Apologies if this has been answered elsewhere already, my searches didn't come up with anything addressing my situation fully.
I have a data pull where there are multiple variables that I would like to have considered in the weighted average. The variables are:
1. Time period (Monthly)
2. Vendor (Corporate/Partner)
3. Sales Channel (Phone, Retail, Online)
4. Sales Region (Western, Eastern, Central, International)
My values are just Revenue and Units Sold, split out by each of the above variables.
Currently my formula in Tableau is
sum(([Rev]/[Units Sold])*[Units Sold])/sum([Units Sold])
and gets me quite close in most cases to what the Excel sumproduct provides for each group or group of variables, but it isn't exact and in some regions it doesn't get close at all. It appears to be aggregating the data before doing the calculation.
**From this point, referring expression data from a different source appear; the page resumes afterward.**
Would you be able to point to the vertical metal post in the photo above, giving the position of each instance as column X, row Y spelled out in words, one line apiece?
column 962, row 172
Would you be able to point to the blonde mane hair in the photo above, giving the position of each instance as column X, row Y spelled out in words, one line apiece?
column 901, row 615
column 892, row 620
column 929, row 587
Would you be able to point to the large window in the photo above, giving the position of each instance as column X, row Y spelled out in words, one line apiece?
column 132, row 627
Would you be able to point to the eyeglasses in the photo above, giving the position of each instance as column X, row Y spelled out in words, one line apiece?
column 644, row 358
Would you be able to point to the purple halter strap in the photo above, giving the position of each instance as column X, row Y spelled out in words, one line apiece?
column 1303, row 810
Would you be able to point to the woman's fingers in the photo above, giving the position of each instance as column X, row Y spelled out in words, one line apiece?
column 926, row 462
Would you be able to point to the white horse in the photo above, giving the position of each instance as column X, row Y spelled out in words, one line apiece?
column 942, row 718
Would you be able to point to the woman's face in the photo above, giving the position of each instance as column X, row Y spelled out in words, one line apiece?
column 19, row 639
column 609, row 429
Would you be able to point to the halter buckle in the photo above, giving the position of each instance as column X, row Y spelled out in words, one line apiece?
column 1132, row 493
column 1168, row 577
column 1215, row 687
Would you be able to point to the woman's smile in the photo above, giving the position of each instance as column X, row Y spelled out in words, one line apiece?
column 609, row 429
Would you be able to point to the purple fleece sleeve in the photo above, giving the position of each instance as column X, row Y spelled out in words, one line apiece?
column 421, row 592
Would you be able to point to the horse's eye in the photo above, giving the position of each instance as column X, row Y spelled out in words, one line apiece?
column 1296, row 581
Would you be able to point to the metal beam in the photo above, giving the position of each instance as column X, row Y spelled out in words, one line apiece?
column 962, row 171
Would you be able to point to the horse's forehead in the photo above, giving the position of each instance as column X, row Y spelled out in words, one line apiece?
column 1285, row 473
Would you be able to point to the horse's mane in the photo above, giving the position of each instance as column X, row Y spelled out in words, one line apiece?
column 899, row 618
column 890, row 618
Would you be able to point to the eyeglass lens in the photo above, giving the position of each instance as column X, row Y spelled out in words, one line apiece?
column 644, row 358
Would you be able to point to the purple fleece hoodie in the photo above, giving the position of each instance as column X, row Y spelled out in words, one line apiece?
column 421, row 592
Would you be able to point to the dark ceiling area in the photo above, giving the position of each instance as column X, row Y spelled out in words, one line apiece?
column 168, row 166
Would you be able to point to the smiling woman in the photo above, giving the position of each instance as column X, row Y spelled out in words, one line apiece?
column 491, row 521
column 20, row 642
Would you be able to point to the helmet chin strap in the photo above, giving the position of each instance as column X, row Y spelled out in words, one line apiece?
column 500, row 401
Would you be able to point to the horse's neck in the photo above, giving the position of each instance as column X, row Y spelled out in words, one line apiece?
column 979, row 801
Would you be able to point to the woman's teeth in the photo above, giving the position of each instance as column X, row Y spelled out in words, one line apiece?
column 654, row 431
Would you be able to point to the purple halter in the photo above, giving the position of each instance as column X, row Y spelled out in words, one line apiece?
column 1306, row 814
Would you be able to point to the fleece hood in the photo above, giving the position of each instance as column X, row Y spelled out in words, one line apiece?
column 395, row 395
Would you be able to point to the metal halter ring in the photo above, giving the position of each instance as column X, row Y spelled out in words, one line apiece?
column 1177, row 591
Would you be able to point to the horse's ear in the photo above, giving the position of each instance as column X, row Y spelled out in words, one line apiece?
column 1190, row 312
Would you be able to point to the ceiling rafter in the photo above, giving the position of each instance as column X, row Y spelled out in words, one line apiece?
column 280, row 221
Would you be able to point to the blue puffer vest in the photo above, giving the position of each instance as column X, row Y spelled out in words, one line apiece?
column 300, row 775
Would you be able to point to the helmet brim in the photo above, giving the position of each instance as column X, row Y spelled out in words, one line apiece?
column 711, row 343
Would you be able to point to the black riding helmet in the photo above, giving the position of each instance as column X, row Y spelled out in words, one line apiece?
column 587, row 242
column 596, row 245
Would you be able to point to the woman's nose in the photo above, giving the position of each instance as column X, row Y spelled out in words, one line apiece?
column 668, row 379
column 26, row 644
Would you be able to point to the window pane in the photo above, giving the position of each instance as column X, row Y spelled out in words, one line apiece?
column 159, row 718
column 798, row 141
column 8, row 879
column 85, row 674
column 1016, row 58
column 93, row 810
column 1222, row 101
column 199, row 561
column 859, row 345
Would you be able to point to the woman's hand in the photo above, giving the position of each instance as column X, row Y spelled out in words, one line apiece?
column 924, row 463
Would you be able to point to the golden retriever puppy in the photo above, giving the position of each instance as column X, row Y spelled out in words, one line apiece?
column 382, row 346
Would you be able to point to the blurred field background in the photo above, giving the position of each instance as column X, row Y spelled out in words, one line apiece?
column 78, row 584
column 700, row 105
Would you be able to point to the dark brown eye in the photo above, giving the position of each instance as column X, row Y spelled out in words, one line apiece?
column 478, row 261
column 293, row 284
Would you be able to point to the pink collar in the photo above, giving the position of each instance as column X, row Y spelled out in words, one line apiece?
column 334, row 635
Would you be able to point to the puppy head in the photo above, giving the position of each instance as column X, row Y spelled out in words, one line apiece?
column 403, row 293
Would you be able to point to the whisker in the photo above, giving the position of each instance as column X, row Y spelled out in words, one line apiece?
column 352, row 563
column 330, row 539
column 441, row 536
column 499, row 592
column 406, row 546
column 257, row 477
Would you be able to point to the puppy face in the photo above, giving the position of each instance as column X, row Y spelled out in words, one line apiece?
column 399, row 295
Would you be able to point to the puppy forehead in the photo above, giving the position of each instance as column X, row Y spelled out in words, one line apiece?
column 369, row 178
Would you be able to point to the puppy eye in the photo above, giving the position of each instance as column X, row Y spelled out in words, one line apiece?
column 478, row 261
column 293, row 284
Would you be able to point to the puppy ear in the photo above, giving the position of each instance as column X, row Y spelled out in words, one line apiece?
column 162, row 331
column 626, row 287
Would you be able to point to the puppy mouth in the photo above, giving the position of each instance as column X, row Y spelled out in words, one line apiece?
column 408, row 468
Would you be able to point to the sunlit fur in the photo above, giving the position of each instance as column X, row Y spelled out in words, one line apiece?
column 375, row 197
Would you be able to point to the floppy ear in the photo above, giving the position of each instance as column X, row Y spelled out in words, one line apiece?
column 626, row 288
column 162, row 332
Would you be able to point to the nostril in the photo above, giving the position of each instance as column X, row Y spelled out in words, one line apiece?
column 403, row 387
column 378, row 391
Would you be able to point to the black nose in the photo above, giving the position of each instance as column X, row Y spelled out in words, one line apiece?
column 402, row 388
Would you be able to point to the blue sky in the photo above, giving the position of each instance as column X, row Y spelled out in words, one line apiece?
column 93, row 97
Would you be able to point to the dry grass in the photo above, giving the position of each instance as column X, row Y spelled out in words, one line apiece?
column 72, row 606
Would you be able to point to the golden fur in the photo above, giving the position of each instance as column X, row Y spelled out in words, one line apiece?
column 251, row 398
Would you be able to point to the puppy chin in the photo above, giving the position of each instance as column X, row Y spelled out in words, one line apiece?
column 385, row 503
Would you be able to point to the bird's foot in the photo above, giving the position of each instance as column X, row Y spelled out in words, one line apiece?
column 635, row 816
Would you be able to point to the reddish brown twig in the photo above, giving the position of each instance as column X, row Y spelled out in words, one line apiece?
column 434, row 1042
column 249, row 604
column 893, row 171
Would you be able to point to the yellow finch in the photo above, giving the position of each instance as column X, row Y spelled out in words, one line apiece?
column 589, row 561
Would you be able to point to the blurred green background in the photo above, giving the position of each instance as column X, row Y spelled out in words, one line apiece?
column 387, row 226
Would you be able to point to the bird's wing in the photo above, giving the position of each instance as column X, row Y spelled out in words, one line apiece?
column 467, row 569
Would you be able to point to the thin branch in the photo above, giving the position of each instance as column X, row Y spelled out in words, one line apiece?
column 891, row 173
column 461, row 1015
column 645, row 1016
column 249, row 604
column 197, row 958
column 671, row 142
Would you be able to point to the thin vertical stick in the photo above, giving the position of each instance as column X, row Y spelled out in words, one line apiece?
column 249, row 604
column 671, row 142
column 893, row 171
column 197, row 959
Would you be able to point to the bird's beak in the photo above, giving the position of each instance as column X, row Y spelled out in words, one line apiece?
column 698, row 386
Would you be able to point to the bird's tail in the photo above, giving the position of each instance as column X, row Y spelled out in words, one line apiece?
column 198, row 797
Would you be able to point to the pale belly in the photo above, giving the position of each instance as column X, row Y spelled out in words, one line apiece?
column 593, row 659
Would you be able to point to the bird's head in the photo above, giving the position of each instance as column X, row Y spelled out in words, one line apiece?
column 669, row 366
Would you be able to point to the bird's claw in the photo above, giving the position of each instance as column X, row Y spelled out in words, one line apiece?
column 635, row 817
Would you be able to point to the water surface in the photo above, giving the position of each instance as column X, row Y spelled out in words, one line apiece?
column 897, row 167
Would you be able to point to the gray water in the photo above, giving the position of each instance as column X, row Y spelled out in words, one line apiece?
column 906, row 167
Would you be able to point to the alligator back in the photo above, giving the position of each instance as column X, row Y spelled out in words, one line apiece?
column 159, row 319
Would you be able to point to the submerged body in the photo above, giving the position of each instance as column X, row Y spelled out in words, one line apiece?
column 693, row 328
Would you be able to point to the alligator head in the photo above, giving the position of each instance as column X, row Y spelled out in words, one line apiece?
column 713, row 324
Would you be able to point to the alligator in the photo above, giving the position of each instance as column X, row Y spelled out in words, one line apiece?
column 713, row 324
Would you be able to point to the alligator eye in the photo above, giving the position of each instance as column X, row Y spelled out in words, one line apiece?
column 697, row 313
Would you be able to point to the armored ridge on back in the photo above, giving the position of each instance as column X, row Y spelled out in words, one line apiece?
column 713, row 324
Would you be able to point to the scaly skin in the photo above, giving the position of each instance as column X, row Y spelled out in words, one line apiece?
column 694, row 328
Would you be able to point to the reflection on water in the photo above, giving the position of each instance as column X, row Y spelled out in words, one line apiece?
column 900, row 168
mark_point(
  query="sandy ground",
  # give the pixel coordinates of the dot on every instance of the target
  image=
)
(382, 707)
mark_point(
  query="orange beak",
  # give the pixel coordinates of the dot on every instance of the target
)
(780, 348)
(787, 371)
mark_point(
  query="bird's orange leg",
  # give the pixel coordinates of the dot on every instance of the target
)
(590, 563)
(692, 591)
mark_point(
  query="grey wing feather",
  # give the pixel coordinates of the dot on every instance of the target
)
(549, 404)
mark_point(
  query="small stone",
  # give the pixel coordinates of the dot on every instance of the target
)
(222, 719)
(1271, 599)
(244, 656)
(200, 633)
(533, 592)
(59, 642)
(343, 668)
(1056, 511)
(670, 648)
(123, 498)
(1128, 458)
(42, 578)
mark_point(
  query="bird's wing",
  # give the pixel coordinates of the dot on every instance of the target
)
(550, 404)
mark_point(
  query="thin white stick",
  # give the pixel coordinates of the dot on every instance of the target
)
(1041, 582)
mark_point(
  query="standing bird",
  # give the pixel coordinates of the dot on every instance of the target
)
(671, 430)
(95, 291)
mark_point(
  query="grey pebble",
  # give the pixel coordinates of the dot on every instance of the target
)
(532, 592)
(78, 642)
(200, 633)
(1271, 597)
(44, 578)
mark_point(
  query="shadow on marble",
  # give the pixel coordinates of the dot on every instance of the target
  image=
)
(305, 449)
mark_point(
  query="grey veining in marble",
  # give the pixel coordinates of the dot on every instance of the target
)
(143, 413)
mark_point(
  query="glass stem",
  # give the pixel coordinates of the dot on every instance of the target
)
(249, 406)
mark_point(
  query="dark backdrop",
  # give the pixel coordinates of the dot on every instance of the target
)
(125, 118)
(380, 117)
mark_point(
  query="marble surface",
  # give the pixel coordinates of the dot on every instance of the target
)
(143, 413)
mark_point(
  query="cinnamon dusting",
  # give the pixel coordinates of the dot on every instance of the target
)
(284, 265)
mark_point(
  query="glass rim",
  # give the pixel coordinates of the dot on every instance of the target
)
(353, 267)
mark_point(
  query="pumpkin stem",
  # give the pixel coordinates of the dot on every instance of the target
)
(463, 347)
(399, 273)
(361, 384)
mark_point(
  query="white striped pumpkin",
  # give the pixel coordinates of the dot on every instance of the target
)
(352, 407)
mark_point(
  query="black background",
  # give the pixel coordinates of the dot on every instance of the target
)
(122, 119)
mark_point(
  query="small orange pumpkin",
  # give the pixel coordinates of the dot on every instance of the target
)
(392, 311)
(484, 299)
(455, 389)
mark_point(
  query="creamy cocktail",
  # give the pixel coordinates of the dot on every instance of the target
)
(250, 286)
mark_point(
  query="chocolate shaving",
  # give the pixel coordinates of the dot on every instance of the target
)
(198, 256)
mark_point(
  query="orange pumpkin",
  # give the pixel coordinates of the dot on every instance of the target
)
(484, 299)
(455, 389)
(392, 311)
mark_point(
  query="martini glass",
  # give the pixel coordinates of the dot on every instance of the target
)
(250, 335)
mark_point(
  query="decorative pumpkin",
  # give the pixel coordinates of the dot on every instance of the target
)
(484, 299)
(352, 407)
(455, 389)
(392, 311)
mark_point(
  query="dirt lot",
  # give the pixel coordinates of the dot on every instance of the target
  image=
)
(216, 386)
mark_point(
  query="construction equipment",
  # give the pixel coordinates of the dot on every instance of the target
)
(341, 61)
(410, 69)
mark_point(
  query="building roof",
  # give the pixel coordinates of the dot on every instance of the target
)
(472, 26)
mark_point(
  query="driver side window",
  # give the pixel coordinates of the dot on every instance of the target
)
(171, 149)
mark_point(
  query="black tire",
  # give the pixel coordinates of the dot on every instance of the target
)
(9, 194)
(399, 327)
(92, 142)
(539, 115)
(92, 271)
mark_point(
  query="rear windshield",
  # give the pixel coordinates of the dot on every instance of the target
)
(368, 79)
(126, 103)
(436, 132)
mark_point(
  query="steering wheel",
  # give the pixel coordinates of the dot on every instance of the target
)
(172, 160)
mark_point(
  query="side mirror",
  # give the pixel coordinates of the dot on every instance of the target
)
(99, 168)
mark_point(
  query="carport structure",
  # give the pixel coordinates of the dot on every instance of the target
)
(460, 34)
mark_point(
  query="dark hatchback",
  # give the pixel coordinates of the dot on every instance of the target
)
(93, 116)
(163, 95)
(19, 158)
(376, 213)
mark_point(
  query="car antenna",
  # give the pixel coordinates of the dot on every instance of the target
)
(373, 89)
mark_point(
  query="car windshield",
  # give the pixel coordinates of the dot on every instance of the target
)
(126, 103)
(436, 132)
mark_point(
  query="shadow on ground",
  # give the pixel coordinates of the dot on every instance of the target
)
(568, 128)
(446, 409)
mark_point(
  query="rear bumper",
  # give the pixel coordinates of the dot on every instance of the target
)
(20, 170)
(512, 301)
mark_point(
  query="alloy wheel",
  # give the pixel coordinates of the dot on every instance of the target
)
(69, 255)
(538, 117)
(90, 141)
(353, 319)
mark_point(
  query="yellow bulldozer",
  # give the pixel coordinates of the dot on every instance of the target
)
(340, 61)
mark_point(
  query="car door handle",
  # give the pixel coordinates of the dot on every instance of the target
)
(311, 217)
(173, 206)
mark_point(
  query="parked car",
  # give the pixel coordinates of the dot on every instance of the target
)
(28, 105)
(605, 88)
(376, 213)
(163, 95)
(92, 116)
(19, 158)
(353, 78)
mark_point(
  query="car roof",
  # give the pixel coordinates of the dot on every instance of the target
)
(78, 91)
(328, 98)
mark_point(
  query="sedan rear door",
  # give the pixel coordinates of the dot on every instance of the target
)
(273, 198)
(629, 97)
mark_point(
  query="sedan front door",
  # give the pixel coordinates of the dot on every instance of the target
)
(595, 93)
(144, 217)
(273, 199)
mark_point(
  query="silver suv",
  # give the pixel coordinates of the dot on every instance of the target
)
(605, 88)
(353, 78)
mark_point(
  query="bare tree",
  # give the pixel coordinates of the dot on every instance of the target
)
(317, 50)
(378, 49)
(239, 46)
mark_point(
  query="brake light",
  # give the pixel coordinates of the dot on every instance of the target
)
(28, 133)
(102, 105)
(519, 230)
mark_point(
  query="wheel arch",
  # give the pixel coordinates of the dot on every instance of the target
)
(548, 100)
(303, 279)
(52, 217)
What I would like to do is have a table in which, depending on the variables used, it weights each row then provides the total
So for example, if I wanted to see September Revenue Per Unit, it should calculate the revenue per unit at each row level, then weight it so I can get the weighted Revenue per unit sold at the monthly level factoring in the Revenue per Unit sold at each of the different levels. I'd like to be able to do this at all levels of granularity to get the accurate Revenue per Unit whether it be by Channel, By Region, by Vendor, or a mix of those.
Please see the screenshot for an idea of how this will be looked at, and the Grand Totals displaying the Rev/Unit of the different types of sales. Please let me know if I was unclear or need to further explain what I'm trying to accomplish.